This is an official Role-play From Your United States Champion!
4/28/01

Journal Entry #9 in "Doozer's Journal!!!"


The Dooze is in the HOUSE and He is DWF's US Champ!!!

**Warning**: I have Dusty's Permission to use Dusty in this Journal Entry!!! I have Dusty's Permission to use 'The Dark and Demented' Dusty in this roleplay.



Cast For Journal Entry(Their Name Will Be Their Color for this Entry):
Doozer- Myself... Defeater of DWF Hall of Famer, Oddball! DWF's Current US Champ
Dusty- DWF's Current Extreme Champ. A Retard who is Doozer's Friend.
'The Dark and Demented' Dusty- Satan who Took Control of Dusty's Body.
Nasty Nate- A big, black, homosexual.
The Squirrel Master- A savior of Kevin's virgin ass...
Any Extras or Unknown Characters- What Should I know About Them... Keyword: Unknown...
Extra Detail In Dialogue: Look at the name of it dumb ass...
"Dialogue"(Colore Of Person's Name): Again... Look at the name of it...
The Narrator (Doozer's Writing in His Journal)- My Typing... Duh, I said That Already!!!


Dear Journal,


(-{1}-) Today was probably one of the most fun days that I have recorded in my journal.
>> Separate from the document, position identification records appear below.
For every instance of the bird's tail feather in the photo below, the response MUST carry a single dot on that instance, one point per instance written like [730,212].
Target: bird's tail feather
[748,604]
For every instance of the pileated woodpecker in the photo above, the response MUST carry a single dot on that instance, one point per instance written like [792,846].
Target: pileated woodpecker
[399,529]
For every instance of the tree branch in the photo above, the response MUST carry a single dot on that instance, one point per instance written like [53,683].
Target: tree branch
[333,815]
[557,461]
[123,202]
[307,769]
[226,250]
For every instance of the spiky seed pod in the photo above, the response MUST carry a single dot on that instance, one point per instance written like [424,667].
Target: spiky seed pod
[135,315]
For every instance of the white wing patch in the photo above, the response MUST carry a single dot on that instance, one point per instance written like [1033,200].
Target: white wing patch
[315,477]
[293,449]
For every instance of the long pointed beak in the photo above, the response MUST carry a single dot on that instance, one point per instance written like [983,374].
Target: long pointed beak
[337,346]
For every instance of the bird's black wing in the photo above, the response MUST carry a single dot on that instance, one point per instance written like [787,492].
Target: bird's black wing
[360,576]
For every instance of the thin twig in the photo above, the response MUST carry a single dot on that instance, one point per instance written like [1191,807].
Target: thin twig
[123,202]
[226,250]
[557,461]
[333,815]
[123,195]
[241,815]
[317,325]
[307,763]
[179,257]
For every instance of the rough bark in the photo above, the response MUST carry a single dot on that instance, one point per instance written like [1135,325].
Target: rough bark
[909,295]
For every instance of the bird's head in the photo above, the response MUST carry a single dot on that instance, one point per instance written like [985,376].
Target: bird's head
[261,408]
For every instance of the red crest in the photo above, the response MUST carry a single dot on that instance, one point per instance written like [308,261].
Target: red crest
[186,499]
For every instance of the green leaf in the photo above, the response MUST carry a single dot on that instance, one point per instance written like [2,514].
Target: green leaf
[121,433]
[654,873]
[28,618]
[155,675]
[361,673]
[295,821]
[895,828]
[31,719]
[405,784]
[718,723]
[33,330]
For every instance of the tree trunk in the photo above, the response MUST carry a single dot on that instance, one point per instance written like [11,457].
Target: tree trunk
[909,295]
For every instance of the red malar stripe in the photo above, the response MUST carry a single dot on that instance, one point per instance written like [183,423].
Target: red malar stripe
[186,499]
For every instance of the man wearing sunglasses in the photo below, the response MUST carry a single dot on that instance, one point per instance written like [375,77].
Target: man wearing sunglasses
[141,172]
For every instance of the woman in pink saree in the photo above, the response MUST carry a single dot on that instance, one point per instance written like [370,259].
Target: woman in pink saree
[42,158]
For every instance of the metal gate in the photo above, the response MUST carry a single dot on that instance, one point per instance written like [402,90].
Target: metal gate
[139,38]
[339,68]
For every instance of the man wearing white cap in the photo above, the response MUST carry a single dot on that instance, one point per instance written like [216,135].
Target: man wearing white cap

The day started off just like any normal day. I woke up and directly hopped into the body cleansing area that some people like to call 'the shower.' In the shower, I took the soap on a string and started washing my armpits. I have soap on a string just because I'm afraid that Nasty Nate might pop up right behind me if I drop my soap. You don't think he will, do you? Well, now it's my turn to prove you wrong. I looked behind me and in front of me to reassure myself that Nasty Nate wasn't already there. Then, without much more hesitation, I dropped the soap. Yeah, that's right Mr. Journal, I dropped my soap intentionally. It was almost as if I dropped it in slow motion because I watched it bounce up slowly from the flooring of my shower and down on the floor and back up again. (-{1}-)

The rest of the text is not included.